The system is not intended to create a brilliant elite. Stanford Researcher Thomas P. Rohlen, who has written a forthcoming book on the subject, says that the marvel of Japanese education lies in "shaping a whole population to a standard inconceivable in the U.S." Also inconceivable in the U.S., however, is the degree of centralization. All standards and textbook approvals, as well as major funding, come from the national government. "Japan is interested in forming a national culture," says Columbia Comparative Education Professor Harold Noah. This is not solely the result of Japan's homogeneity and island isolation. Britain, for example, did not pursue a single national vision. Instead it sought to develop individual liberty and built a decentralized education system to foster that value.

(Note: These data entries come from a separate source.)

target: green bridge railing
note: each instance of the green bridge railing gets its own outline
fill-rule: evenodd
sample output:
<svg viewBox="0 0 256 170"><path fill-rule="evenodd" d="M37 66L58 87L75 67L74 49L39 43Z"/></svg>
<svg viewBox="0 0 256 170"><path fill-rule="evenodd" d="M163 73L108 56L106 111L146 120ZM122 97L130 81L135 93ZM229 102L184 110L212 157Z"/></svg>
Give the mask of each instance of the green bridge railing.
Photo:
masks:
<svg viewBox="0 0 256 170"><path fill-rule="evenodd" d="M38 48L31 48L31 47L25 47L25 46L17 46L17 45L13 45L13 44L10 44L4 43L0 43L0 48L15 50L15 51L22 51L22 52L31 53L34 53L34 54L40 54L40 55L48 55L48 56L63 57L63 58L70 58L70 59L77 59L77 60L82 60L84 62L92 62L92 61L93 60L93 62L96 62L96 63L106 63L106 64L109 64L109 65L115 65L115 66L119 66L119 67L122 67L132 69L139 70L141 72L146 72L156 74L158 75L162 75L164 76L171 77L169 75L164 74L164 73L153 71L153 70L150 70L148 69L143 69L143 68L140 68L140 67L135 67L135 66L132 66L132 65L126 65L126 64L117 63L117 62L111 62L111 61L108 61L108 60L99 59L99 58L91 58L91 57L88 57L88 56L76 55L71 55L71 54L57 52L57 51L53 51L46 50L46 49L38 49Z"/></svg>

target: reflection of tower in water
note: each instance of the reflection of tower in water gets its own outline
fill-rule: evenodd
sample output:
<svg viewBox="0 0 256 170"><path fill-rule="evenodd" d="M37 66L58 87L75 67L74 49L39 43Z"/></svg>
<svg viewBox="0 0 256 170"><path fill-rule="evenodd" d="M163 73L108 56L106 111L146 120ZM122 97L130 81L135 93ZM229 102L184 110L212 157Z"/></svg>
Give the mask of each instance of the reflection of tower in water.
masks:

So did the U.S., on a larger scale. Japan's pursuit of a common national goal is also possible on a large scale. Professor Noah compares education in Japan and the U.S.S.R., which also "is interested in forming a national character," albeit a far more politically ideological one.

The rote work and rigidity in Japanese schools, says Dr. Takemitsu Hemmi, a Tokyo University professor of mental health, "produces a system in which students don't have to be able to discuss. They just say, 'Yes, I understand.' The system does not encourage great creativity or individuality." Admits former Education Minister Michio Nagai: "It is not an exaggeration to say that education designed to develop men who love learning and think for themselves has already been abandoned." Worried by a rise in youth crime and an increase in assaults on teachers (though the totals are still low by U.S. standards), the national teachers' union argues that students cannot develop their personalities fully in such a tightly controlled environment.

Although Prime Minister Yasuhiro Nakasone set up an advisory panel last May to look into the possibility of reforms, the Ministry of Education strongly believes in maintaining present standards. And most Japanese are seemingly well satisfied with the system more or less as it is. As for those envious Americans, there may be particular Japanese techniques worth duplicating. But the biggest difference between the two systems is what Stanford's Rohlen calls "the spirit that breathes life into the education system." That spirit glows in Japan and has weakened in the U.S. But, says Rohlen, "we have to find that spirit again in ourselves." —By Ellie McGrath.